ぼん様からのリクエストです。





 些細なことで喧嘩した。
 いや、そもそも喧嘩と言うよりは俺が一方的に怒って、彼に「もう勝手にして下さい」とまで言わせてしまったから、喧嘩とは言わないのかもしれない。あんな呆れながら言うぐらい俺は見苦しいことを言ったのか。たぶん言ったんだな。でなきゃ、今頃彼の傍に居れたのに。

「入るぞ宗介。って、何やってんだお前」
「尚親、先輩…」

 自室の扉が開き、尚親先輩が顔を覗かせる。暗い部屋の中、ベッドの上で布団にくるまってうずくまる俺を見て訝しげな顔をした。まあ、確かに傍から見れば変なヤツかもしれない。
 けど、俺の様子に気付いたのか、目を丸くした。

「……何泣いてんだよ」
「べ、つに…何でも…」
「何でもない事はねぇだろ」

 部屋に入ってきた尚親先輩は、ベッドの縁に腰掛けると俺の顔を見て困ったように笑った。だから暗い部屋で布団にくるまっているのに、そんなに近寄ったらバレてしまうじゃないか。グスグスと鼻を鳴らしてボロボロと泣く俺の目元を、尚親先輩が軽く擦る。

「大方、凪絡みだろ」
「な、んで…」
「お前の一喜一憂に関わるのはアイツぐらいだろ」

 ムカつくことにな。
 そう言って面白くなさそうに呟く尚親先輩に目を見開く。そんなに分かりやすいのだろうか俺は。

「そんで、何で泣いてんだよ」
「……凪さん、今回結構学園空けて…久々に帰って来て、俺、楽しみにしてたんです」

 学園に居ない間も彼からの連絡は途切れることなく、会えなくて寂しくても凄く嬉しかった。だから今日帰ってくると聞いて俺は朝、一目散に校門に向かった。校門に着くと、丁度凪さんが黒塗りの車から出てくるところで、俺は大きな声で凪さんを呼ぼうと息を吸い込んだ。しかし、彼に続いて出て来た別の男子生徒の姿に、思わず足が止まる。
 一体誰だろうと疑問に思った。見たことないし、うちの制服ではない。けど内心は凄く不安でいっぱいだった。だって、二人が物凄く仲睦まじそうに話していたからだ。車を出る時も凪さんが手を差し出して、まるでお姫様のように扱う。
 それを見てドクドクドクと心臓が脈打つのを感じる。凪さんまでの距離はそんなに遠くないのに、足が固まって動かない。いや、ただお仕事を熟しているだけだろう。だから心配することない。そう自分に言い聞かせた。しかし、凪さんに嬉々とした表情を浮かべ抱き付いた生徒の姿を見た瞬間に、その想いは打ち砕かれた。困った顔で笑い彼を抱き留める。しかもタイミングの悪いことに、その瞬間に凪さんが俺の姿を捉えた。目を見開きながら男子生徒を抱き留める凪さんを見続ける事が出来なくて、俺は逃げる様にその場を走り出した。

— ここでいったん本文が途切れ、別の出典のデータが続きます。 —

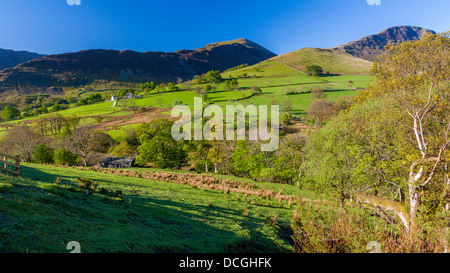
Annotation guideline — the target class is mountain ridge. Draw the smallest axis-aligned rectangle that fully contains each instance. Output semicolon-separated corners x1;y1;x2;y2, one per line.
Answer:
0;39;276;94
329;26;436;61
0;48;45;70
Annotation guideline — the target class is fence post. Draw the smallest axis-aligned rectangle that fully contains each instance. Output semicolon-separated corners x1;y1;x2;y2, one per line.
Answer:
3;156;8;175
14;157;20;177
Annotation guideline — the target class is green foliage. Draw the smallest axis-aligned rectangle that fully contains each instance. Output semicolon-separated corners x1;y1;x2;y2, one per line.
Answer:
0;105;20;120
136;119;187;168
77;177;99;192
53;148;79;166
306;65;323;77
33;143;54;164
205;70;222;83
109;141;136;157
78;93;103;105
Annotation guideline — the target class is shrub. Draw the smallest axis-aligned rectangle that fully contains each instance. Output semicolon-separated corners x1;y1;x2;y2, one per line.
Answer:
77;178;98;192
33;143;54;164
53;148;78;166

「……それで、凪さん追いかけて来て、色々言ってたんですが…俺、もう頭真っ白で、言わなくてもいい事が口から出て、それを聞いて、凪さんがっ…」

 その時を思い出してまた涙が溢れる。
 一番好きなのは凪さんの優しげな笑顔。
 一番嫌いなのは――彼の無表情だ。
 その無表情で俺を見下ろして、「もう勝手にして下さい」と抑揚のない声で呟くと、彼はまた踵を返して戻って行った。
 恐らく、彼の所へ。行かないで…そんな言葉も出ない。

「もう、俺…完全に嫌われて…そんなつもりじゃ、なかったのに、こういう時、どうしたらいいか分からなくてッ…」
「――もういい。分かった」

 ボスッと、俺の頭の上に大きな手が置かれ、そのまま引っ張られる。顔が彼の胸に収まった。これは、抱き締められているのか?突然の事に驚き、涙が一瞬引っ込んだ。

「尚親、先輩…?」
「お前が突っ走りやすくてとんでもない無知で不器用なのは分かってる」
「ひ、酷…」
「自分が嫉妬してんのにも気付かねぇぐらい鈍感なのも分かってる」

 でも、と言葉を切った尚親先輩は、表情を見なくても分かる。きっとすごく優しい顔をしているのだろう。

「けど、泣くなよ。お前に泣かれるのは、困る」

 ポンポンとあやされる様に背中を叩かれる。ああ、これ、凪さんに出会った頃にもやられたな。それを思い出して、引っ込んだ涙がまたジワジワ出てくる。
 そうか、俺、嫉妬してたんだ。そう言う感情が自分にもあるなんて、思いもよらなかった。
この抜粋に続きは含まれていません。